View Full Version : Need advice on Crate Training
my1stdane
04-21-2002, 05:49 AM
Our 7 week old Dane hates being in his crate. He sits in there and cries and barks. He ended up in bed with us last night because I can't stand to hear the poor baby cry.
How can I get him used to it? He'll need to be in the crate when I go somewhere and I don't want the whole neighborhood hearing him cry.
danelvr
04-21-2002, 10:24 AM
hello,
all puppies will cry when first intro. to the crate. just stick a blacnket in there for the to lay on, and a chewy toy(bones, no plastic or fluffy toys, in my exp. they can chew on them and choke). the puppy is going to cry no matter where it is, when left alone, because it was just taken away from its mother and siblings. now i have to admit, when i first brought my baby kash home at 7 weeks, i thought 7 weeks was too young(i had my reasons for bringing him home to early though) so i let him lseep with me on the floor for the first two nights.
after that, he could put in the crate, right next to my bed. that way he could hear me breathing, and likewise with him. sometimes, if you put a tick tock clock(the loud ones) right above the crate, the noise of the clock will imitate a heartbeat, helping them go to sleep.
im gonna warn you right now, it might take up to 2 weeks, deoending on pups personality, for the dog to totally quit crying at night. which measn your gonna eba sleepy mommy. just ignore the puppy, pretend you dont even hear it. the more attention the pup gets the more it will want to cry for attention, but as soon as it learns that crying will get it no where, it will stop.
so whatever you do DONT take the pupy out once its in. if you want it to sleep with you that night, dont even put it in its bed, put it in yours with you. or else he will know that whens he cries that lovely door gets pushed open, and hes allowed to sleep with you:)
hope that helps, and good luck with your up and coming sleepless nights:)
2danes
04-21-2002, 10:55 AM
let me just say that i have never heard a puppy cry like mine did the first couple of nights in the crate. you would swear that some one was trying to murder her. my best advice to you is you can NOT cave in and take the puppy out. then it will learn that if it cries, it will get his/her way (and they can learn that very quickly). we put a radio on really quiet next to the crate door and it seemed to help a little. if the crying gets unbearable like my pups did we were told by a trainer to bang on the top of the crate just once very hard and say NO loudly. this worked pretty good although we had to do it a couple of times the first night, after that she was fine. just stick it out, you're gonna be really tired from lack of sleep but the pup should stop in a few days.
-Erin, Phoenix, and Griffin
arhoadsfoust
07-08-2002, 05:13 PM
Hopefully this will help you and hopefully someone reading these posts will help me.
We got our Dane very early at 6.5 weeks.
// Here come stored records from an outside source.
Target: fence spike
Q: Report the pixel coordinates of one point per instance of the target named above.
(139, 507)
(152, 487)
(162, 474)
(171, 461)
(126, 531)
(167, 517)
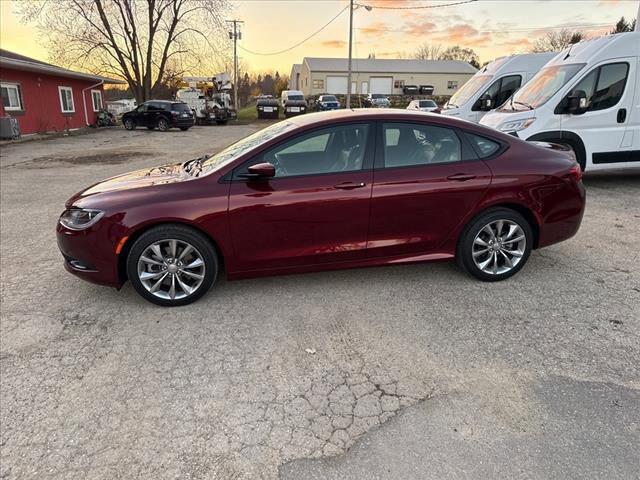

We set up his crate with a nice warm blanket and some toys... the very first night home, he went right into that crate and went to sleep. Never heard a word out of him unless he needed to get up and pee which at 6.5 weeks was every 2 hours.
However, Diesel is 4 months old now and over the last 6 weeks has started to HATE his crate. He knows that when he is crated - we are away. He has severe separation anxiety. We have tried the crating while we are home. We have tried to make it fun and only give him favorite treats when getting in the crate. I am not sure if it more about the crate or about us leaving him.
We both work during the day but we aren't gone any longer than normal working folks. Once we get home, all attention is on him! He still has issues. He gets all kinds of attention and we take him everywhere we possible can to help socialize.
So -- make sure your crate is close to you and your family. We leave the TV on during the day. Diesel does quit crying after awhile in the crate but he rips at the crate with his paws and bites at it also. I am so afraid he is going to hurt himself.
All of the breeders and advice for crate training says they will end up loving it if you do it right. Well, either we're doing it wrong or we just have a Dane that doesn't fit the norm! Any advice for me! Thanks.
Amanda, Brad & our boy Diesel!
I don't crate train, but I suppose my method may be similar to crate training - My Pup, Pee Wee, has got her own room (the bathroom, because it's the easiest to clean).
She is fed in there, so she's not worried about going in or out. When she first was closed up in there, she cried and cried like she was being hurt! It's like a newborn child though - If you go in there all the time, they learn how to get your attention. The next worse thing is to wait until it gets to a point where you really can't stand it (because it's got Louder and LOUDER!) so you go in. Which of course teaches them that if they REALLY let you know, they'll get you to come to them. ;-)
To get Pee Wee used to the fact that she wasn't being deserted, I would feed her, then close the door whilst she ate. As I said, when she first worked out she was locked away from me (I was only in the next room) she cried. When she first started to cry (as in, immediately, before it got loud) I went in to check that she was OK. I gave her a pat & praise, then left her. It took her 9 minutes to shut up... and the trick is to be IMMEDIATELY in there, the second she goes quiet (think again like kids... if it's quiet, it COULD be trouble }> ) and give lots of praise. Then leave again. See how long it takes for them to be quiet... and as soon as they are, go in and praise. Once the crying is almost non-existant (ie: less than a minute or two), let them out with you again, so that they realise it's not an eternal thing. Do it a couple of times a day (like, every time you feed her) so the message sinks in.
Pee Wee took 3 goes to get the idea. By the third day I had her, I had to leave her locked in for 4 hours whilst I was at work - And according to my landlady (whom I'd fore-warned), she never let out a peep. :D
Aggie
07-09-2002, 10:05 AM
I think an important thing is to never comfort them when you take them out, it will only teach them that they were correct to be upset. Also, don't make a big deal out of saying good-bye and hello, again, it will build up the event into a huge deal. When I leave its "get in your crate" treat "good boy. watch the house" I'm gone. Maybe we were lucky, but this method never made it a big deal. Plus, we just got a nicer blanket for in the crate, and I catch him going in more and more to just hang out.